The metronome clicked at the required intervals as Kai completed her pre-travel report. She had no idea how many times she had completed this same activity in her lifetime. Her life was not the focal point of a single timeline now. Kai happened throughout time, completing this same activity when she finished what she was asked to start along one point in time before traveling to another, thus requiring another pre-travel report, or a PT as referred to by all field agents of Traveler’s Quest, Inc. The only consistency in Kai’s timeline was that Cole Rainier was present at every point in time she landed in this plain white box of a room for PT completion.

“I see you are not quite done yet with your pre-travel report. Are you feeling fatigued from your most recent activity?” Cole walked up on Kai like he always did. She could hear his self-important breathing before he even spoke.
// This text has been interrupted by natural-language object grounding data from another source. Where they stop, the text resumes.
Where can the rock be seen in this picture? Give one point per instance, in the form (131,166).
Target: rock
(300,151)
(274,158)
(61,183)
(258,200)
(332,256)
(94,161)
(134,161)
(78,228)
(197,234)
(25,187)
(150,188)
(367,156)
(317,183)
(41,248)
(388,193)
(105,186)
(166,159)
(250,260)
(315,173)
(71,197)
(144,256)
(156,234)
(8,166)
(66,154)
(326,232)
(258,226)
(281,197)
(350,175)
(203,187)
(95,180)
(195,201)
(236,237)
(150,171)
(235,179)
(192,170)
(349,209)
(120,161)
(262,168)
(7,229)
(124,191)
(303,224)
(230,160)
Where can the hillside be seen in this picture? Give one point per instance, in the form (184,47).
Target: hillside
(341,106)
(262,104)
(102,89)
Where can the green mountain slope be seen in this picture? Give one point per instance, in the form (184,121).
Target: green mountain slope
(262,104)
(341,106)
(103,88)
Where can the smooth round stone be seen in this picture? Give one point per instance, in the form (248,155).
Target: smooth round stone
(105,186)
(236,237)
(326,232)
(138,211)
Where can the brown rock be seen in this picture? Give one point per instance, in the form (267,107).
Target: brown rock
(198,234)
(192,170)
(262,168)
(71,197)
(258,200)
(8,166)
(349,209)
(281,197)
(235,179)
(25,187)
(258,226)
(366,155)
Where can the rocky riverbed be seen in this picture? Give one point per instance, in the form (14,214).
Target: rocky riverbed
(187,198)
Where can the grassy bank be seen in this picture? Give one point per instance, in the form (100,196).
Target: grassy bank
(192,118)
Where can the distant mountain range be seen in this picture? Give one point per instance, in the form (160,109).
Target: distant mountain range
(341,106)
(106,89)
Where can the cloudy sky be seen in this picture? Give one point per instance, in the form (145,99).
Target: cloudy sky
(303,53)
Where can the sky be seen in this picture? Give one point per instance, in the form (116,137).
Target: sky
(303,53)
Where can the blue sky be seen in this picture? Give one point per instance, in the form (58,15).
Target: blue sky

“How would I know? I don’t remember what I did. I only fill out PTs. I assume someone else is collecting the results of what I did last,” Kai snapped.

“Fair enough. You wouldn’t be here though if you didn’t want to be. This is your choice.”

“What made you think I was complaining? I’m just stating a fact. I was simply having a moment wondering how many PTs I have filled out.”

“I could tell you, Kai, but I’m not sure it wouldn’t mean much other than a number to satisfy your sudden curiosity. Curiosity is the first sign of burnout in our agents according to a recent study,” Cole said as he shifted his substantial weight from one foot to the other and placed a hand on his hip.

“No need to get bothered by my curiosity, Cole. It is not that important. You should be more worried about me finishing this PT before the metronome hits my travel click.”

“I was simply checking on your well-being. We do care about our agents here at Traveler’s Quest. The world needs your service to determine how The End arrived. It is the only way we will find The Begin Point.”

“So you say. I would very much like to be the agent that finds Begin Point.”

Cole stepped away without further word at this. He was skilled at talking in generalities or disappearing when it came to a discussion regarding the purpose and importance of agent work. Kai was sure it also had something to do with his strong concern over agent burnout. She quickly averted her mind back to the PT in front of her as time was waning based on the clicks, which she learned to count in the background like a concert pianist.

She took her chipped hand with her assignment in it, held it to her empty report screen, holding her hand there until her PT populated. The next step was to review her PT assignment and agree to it by once again touching her chip to the screen.

Kai found it odd sometimes that there really did not appear to be a clear process for disagreeing with the assignment. She always just agreed to what was in front of her. Today should be no different until she started to read the screen.

“For this assignment, you will be sent back to 2020 on the afternoon of October 10. You will report to a bar called The Green Door in Lansing, Michigan on the night of October 10, 2020. You are a waitress named Kate at this bar, and you will report there for your shift at 21:00. You have a vial of poison in the travel pack on your right thigh. You will empty this vial in the drink of Cole Rainier, your customer, at approximately 23:00. He will die. You will leave. PT complete.”

Kai gasped and looked around the room in vain for anything which could be recording her or provide some sign of how to reject this PT. Had she been asked to kill before? And why would Traveler’s Quest want one of their own dead? If they she and Cole were here working, they were part of the solution to get to Begin Point, not a part of the problem that led to The End.

Kai started to scream just as her metronome hit the travel click, and her world went black.